GERUSALEMME — È da dodici anni che l’emiro del Qatar ospita i leader di Hamas, ed è da un mese che li ha avvertiti di prepararsi al trasloco. È stato Antony Blinken a trasmettere il messaggio al premier Mohammed bin Abdulrahman Al Thani in aprile, come erano stati gli americani a chiedere nel 2012 al piccolo regno nel Golfo di offrire una sede ai leader dell’organizzazione. L’obiettivo era tenere aperto un canale per mediare con il gruppo che spadroneggia su Gaza dal 2007, da quando ne ha tolto il controllo con le armi al presidente Abu Mazen.
Pressioni diplomatiche
Adesso il segretario di Stato sta usando tutte le pressioni, compreso lo sfratto, perché Hamas accetti l’ultima proposta che i negoziatori stanno discutendo in Egitto. Soprattutto ha voluto chiarire al Qatar che una risposta negativa a questo punto non è accettabile. Così — attraverso i media sauditi — i jihadisti lasciano trapelare che sono disposti a procedere con il piano per la pausa nei combattimenti: sarebbe diviso in tre fasi e durante la prima — lunga sei settimane — verrebbero rilasciati 33 ostaggi israeliani tra donne, minori, anziani e malati.
Nei passaggi successivi i soldati e gli uomini con meno di 50 anni verrebbero scambiati con altri detenuti palestinesi. Sempre secondo fonti saudite, gli israeliani sarebbero pronti a scarcerare Marwan Barghouti, condannato a cinque ergastoli: dovrebbe però andarsene a Gaza, lui originario della Cisgiordania e dove vive la famiglia. Dai palestinesi, da molti diplomatici internazionali e da qualche israeliano è considerato l’unico vero successore all’anziano raìs.
Negoziazioni in corso
I rappresentanti di Hamas sono al Cairo, mentre Benjamin Netanyahu avrebbe rinviato la partenza della delegazione guidata dal direttore del Mossad. Sempre il primo ministro ha lasciato trapelare ieri due messaggi che vogliono ridurre le aspettative per una svolta nei negoziati: una «fonte politica di alto livello» — come viene identificato dai giornalisti locali — ha ribadito che l’esercito procederà in ogni caso con l’invasione di Rafah; la stessa fonte qualche ora dopo ha spiegato che per Israele non è possibile aderire a un cessate il fuoco permanente. I leader dell’organizzazione palestinese avevano invece spiegato di aver ricevuto garanzie sulla fine del conflitto e sul ritiro delle truppe dalla Striscia.

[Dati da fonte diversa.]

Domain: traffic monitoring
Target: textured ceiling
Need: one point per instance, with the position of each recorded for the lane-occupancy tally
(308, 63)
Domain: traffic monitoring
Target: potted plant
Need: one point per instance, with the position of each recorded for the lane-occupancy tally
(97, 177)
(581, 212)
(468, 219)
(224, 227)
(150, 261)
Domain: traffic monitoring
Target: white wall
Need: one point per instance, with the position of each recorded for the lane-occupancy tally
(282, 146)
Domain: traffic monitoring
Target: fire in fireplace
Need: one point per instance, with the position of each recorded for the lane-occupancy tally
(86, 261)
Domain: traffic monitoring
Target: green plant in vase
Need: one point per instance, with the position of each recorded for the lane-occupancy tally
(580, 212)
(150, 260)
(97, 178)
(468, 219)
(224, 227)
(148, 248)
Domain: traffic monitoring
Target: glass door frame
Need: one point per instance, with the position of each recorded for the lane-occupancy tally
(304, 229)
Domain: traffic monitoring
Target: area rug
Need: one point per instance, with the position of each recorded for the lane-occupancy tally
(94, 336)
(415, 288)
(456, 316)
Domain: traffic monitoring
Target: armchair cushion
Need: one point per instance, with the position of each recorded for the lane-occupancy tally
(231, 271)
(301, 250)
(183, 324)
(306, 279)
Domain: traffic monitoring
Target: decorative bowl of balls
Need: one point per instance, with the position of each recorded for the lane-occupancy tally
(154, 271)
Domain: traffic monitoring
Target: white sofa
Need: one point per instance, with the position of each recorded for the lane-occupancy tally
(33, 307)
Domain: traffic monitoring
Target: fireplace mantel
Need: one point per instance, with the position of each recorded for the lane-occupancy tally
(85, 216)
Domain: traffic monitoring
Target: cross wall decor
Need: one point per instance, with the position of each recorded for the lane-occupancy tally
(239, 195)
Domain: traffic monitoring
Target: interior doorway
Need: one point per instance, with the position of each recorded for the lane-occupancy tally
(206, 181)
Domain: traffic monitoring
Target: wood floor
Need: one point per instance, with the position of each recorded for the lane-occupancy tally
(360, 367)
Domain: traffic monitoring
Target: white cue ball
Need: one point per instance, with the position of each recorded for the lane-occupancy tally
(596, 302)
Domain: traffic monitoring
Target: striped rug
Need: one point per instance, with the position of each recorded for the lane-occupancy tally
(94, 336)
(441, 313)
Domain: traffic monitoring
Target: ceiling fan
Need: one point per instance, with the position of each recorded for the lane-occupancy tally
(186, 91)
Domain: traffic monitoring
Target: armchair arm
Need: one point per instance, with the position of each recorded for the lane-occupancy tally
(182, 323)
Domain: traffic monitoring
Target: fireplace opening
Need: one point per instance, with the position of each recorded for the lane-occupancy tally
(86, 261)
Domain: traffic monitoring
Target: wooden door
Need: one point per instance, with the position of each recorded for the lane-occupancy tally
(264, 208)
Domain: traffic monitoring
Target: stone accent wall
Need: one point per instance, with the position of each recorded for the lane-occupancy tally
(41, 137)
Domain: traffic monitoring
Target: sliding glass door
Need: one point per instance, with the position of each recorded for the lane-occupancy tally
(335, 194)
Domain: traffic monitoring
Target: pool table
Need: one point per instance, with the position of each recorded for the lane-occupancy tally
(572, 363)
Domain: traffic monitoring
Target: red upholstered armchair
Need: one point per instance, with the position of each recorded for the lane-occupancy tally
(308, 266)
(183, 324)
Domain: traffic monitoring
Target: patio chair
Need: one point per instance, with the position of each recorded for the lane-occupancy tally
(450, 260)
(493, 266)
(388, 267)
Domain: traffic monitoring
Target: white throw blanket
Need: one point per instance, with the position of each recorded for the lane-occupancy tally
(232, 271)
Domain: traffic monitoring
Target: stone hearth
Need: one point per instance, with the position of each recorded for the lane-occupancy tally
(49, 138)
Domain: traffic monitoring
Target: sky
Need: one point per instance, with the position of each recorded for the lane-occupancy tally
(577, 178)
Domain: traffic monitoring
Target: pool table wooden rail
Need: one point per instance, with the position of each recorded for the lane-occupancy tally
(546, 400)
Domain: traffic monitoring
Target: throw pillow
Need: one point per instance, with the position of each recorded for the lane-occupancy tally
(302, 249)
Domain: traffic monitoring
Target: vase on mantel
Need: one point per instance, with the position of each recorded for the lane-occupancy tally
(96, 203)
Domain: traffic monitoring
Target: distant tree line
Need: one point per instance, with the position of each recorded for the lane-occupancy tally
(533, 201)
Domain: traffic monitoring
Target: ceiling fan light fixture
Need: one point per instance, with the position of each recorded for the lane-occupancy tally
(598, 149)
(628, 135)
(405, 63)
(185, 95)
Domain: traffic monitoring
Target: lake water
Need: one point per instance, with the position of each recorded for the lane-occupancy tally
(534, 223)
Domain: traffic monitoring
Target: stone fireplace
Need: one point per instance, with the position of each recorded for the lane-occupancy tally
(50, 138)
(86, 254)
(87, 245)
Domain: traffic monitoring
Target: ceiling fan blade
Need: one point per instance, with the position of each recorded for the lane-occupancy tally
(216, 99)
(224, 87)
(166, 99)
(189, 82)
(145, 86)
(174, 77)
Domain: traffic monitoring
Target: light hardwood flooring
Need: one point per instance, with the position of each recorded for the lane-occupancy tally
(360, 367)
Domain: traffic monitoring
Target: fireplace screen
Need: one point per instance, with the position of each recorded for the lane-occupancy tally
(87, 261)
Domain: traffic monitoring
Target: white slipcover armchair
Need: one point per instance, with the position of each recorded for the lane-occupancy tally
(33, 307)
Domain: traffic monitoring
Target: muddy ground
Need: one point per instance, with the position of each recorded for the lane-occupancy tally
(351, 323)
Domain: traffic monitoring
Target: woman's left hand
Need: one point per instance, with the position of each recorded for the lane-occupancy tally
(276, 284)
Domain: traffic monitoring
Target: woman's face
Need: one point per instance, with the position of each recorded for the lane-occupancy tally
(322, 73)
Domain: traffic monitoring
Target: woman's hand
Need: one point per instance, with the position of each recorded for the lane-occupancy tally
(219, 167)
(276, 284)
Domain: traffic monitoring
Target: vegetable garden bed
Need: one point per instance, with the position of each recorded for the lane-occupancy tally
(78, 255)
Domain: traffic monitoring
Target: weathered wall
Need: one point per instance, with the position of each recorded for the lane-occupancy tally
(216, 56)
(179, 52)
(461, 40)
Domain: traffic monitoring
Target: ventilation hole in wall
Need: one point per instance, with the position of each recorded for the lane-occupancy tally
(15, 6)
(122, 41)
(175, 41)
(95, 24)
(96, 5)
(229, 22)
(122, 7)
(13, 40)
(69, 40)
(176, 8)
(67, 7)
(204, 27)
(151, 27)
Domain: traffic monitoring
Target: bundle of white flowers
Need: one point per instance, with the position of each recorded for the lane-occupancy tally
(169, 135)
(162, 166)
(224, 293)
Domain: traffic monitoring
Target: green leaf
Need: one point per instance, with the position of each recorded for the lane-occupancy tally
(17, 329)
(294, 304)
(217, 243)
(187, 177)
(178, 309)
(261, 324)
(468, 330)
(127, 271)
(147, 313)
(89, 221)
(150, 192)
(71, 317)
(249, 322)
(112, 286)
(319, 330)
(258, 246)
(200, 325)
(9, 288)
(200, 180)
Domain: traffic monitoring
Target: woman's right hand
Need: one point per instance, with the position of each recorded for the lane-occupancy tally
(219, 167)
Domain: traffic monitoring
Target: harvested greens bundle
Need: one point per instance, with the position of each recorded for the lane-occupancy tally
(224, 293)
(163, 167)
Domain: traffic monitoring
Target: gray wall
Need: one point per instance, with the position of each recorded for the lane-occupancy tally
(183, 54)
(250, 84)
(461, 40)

Tzahi Hanegbi, fedelissimo del premier e consigliere per la Sicurezza Nazionale, lo ripete ai telegiornali del sabato sera: le truppe entreranno a Rafah «molto presto» e Yahya Sinwar, il pianificatore dei massacri del 7 ottobre, «non resterà vivo». Sarebbe Sinwar ad avere l’ultima parola sul possibile accordo e il Canale 12 israeliano specula che i segnali «positivi» potrebbero essere una tattica per guadagnare tempo.
Proteste e preoccupazioni
Sanno di avere sempre meno tempo i famigliari degli ostaggi. Ieri sera le manifestazioni di protesta hanno radunato migliaia di persone per le strade di Tel Aviv, i parenti chiedono che l’intesa venga finalizzata e assieme a tutti gli altri invocano le dimissioni del governo. Dopo la pausa nei combattimenti alla fine dello scorso novembre, ancora 133 ostaggi sono tenuti prigionieri dai terroristi, tra loro una trentina è stata dichiarata morta dall’intelligence israeliana.
Non hanno più tempo gli abitanti di Gaza: «La carestia sta per scoppiare ed è già in corso nel nord della Striscia» denuncia Cindy McCain, direttrice del Programma Alimentare Mondiale. Gli americani hanno sospeso la costruzione del porto flottante al largo della Striscia, dove i palestinesi uccisi in 211 giorni di guerra sono quasi 35 mila, per le condizioni avverse del mare: il pontile dovrebbe permettere un afflusso molto maggiore di aiuti proprio nella parte del territorio più colpita dalla fame.